In a statement signed by Mohammed Kudu Haruna, National Commissioner and Chairman of the Information and Voter Education Committee (IVEC) said the Commission said it had taken the allegations seriously and immediately launched a thorough investigation to establish the facts surrounding the incident.
INEC explained that as part of the ongoing nationwide Continuous Voter Registration exercise, authorized registration officers were granted controlled access to specific components of the CVR system to register new applicants, process transfer requests, and update voter records where necessary.
The Commission emphasized that such access is strictly limited to official duties and is withdrawn at the conclusion of the exercise.
According to the statement, preliminary findings from the Commission’s audit trail have enabled investigators to identify the user account through which the information was accessed.
“As a result, relevant personnel have been questioned, and all units connected with the incident are cooperating fully with the investigation,” the Commission stated.
INEC said it is also examining the technical, administrative, and operational circumstances surrounding the use of the credentials in order to establish individual responsibility and determine whether any internal access-control protocols were violated.
However, the electoral body clarified that its preliminary audit findings indicate there was no external breach of the CVR database, no hacking incident, and no unauthorized access to its Information and Communication Technology (ICT) infrastructure.
Rather, it said the information in question was accessed through valid user credentials assigned to personnel participating in the ongoing CVR exercise but was subsequently released without authorization.

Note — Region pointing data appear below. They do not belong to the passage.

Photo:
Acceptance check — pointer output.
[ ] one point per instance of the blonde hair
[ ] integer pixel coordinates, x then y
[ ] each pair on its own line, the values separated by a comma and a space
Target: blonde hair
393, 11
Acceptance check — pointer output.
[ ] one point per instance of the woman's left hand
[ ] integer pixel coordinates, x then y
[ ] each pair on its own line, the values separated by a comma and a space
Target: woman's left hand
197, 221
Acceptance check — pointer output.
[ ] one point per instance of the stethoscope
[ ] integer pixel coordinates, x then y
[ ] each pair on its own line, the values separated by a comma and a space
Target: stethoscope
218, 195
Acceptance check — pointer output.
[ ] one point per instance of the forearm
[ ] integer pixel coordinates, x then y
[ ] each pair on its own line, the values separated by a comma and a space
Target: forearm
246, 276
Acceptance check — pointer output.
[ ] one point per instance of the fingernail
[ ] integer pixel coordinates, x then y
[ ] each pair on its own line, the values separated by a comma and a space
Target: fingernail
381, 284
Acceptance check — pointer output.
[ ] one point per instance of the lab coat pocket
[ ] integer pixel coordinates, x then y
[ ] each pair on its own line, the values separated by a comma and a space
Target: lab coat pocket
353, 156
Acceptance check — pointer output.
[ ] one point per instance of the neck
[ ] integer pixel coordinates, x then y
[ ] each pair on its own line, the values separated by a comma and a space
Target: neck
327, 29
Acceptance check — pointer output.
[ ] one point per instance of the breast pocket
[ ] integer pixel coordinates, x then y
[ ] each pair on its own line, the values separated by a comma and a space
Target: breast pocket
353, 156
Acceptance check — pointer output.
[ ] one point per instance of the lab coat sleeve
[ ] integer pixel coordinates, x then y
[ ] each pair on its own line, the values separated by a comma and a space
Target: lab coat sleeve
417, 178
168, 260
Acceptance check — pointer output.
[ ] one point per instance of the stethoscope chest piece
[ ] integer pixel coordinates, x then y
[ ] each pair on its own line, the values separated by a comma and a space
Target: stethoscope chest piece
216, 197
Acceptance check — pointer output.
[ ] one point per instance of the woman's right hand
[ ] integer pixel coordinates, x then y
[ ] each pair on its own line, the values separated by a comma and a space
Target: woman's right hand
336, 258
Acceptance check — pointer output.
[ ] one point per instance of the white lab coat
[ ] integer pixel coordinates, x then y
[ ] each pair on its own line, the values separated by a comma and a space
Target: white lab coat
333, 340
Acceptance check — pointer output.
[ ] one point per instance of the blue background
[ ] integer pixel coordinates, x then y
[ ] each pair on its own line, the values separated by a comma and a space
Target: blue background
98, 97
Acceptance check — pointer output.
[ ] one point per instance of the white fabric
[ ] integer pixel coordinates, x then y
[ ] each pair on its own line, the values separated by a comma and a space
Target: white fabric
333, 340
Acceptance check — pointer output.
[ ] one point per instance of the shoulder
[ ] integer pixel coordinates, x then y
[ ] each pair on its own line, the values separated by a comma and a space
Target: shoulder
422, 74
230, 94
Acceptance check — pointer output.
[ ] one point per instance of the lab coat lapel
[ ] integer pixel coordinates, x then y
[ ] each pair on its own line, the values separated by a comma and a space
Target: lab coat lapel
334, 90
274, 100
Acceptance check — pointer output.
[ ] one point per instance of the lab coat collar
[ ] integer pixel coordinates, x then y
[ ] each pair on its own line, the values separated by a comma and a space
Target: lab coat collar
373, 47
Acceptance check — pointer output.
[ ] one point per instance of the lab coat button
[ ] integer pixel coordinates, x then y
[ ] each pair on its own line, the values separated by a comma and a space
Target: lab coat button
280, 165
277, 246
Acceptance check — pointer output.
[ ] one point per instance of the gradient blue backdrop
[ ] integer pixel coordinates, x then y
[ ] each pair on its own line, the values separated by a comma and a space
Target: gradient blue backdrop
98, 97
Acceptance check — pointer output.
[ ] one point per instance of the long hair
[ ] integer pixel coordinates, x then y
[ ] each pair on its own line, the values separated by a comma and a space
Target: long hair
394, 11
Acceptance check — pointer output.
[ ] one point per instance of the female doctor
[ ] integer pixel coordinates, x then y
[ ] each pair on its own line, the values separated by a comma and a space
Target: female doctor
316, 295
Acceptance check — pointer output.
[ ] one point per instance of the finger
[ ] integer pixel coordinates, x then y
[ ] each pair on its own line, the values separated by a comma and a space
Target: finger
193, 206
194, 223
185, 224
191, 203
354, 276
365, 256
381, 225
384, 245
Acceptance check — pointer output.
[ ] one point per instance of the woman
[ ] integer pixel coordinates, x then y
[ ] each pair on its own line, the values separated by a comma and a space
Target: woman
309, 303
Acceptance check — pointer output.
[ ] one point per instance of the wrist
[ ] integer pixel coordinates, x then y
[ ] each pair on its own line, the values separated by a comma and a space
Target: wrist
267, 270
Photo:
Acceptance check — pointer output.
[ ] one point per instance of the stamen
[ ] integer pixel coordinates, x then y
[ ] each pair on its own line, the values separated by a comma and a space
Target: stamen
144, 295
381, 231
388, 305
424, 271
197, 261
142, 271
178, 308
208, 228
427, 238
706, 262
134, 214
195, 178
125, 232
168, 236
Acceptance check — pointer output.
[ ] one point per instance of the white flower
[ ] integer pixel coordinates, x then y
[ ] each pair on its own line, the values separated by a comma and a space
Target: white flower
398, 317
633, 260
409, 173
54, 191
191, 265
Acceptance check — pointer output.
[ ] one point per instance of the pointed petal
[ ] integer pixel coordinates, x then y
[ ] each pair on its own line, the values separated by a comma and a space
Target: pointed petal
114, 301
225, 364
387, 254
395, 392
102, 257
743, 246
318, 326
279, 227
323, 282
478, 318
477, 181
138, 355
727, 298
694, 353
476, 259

The Commission further noted that the incident relates only to the retrieval of a specific voter record and does not suggest any compromise of the broader voter registration infrastructure or the personal data of more than 90 million registered voters nationwide.
Reaffirming its commitment to data security, INEC said it treats the confidentiality, integrity, and protection of voter information with utmost seriousness.
The Commission also disclosed that the Department of State Services (DSS) has independently commenced an investigation into the matter.
It pledged full cooperation with security agencies and vowed to ensure that any individual found culpable would face appropriate legal action.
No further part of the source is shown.